La tercera víctima fue Gilles Francis Beaubiasso, estudiante de 24 años.

Según su madrastra, la familia estaba huyendo cuando dispararon contra él. Recibió dos balas, una en el pecho y otra en el brazo izquierdo.
Varias personas más sufrieron heridas de bala, graves cortes de machete y heridas de metralla de las granadas. El menos 20 fueron atendidas en un centro médico local, y algunas de las más graves tuvieron que ser llevadas luego al hospital principal de la ciudad para recibir tratamiento adicional.

Además de buscar venganza, los antibalaka parecían querer también a aprovechar la ocasión para obtener ganancias. Prendieron fuego a decenas de casas, cuyos techos de paja son como yesca, y cuando la gente salía de ellas para escapar del calor y el humo, la robaban.
“Les quitaban el dinero, los teléfonos móviles, la joyas de las mujeres, todo a lo que podían echar mano –me contó una mujer de 59 años y con la cabeza vendada–. Yo no tenía nada que darles así me golpearon en la cabeza con un machete.”
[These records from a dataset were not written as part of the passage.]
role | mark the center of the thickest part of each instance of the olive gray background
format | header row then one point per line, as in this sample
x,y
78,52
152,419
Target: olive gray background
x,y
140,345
Una mujer me explicó que los antibalaka habían apuntado con sus armas a sus hijos pequeños, de 10 y 11 años, amenazando con matarlos si no les pagaba. Dijo:

“Les di 30.000 francos (alrededor de 58 dólares estadounidenses) para salvar a mis hijos.”
A pesar de la violencia del ataque, todo el mundo coincide que podía haber sido mucho peor. Fue la llegada de fuerzas de la ONU para el mantenimiento de la paz –un contingente congoleño– lo que detuvo los homicidios. “Si no hubieran llegado los soldados congoleños –explicó, insistente, un vecino¬–, habría sido una masacre.”

Los antibalaka se enfrentaron un rato a las tropas congoleñas y luego huyeron.
Los habitantes del barrio temen que su retirada sea temporal y que vuelvan otra vez para vengarse. Más de mil personas han cruzado el río para buscar refugio en la vecina República Democrática del Congo, y un centenar o poco más se han refugiado en un recinto católico de las inmediaciones del barrio. Aunque hay patrullas de la ONU, la gente no se siente segura.

Uno de los principales problemas a que se enfrenta el país es qué hacer con los miles de combatientes antibalaka. La opinión que tiene la gente de estas milicias podría empezar a cambiar, sobre todo si dejan de parecer por completo las “fuerzas de autodefensa” que afirmar ser y se comportan, como en Nguingo, igual que depredadoras bandas de delincuentes. Pero su derecho a reclamar el poder no radica, en el fondo, en su legitimidad, sino sus armas, organización y capacidad de violencia.

Mientras no se desarme a las milicias antibalaka y se desmantelen sus estructuras, es poco probable que acabe la violencia. El verdadero reto radica en que la fuerza de la ONU para el mantenimiento de la paz logre proteger a la población civil de esta violencia.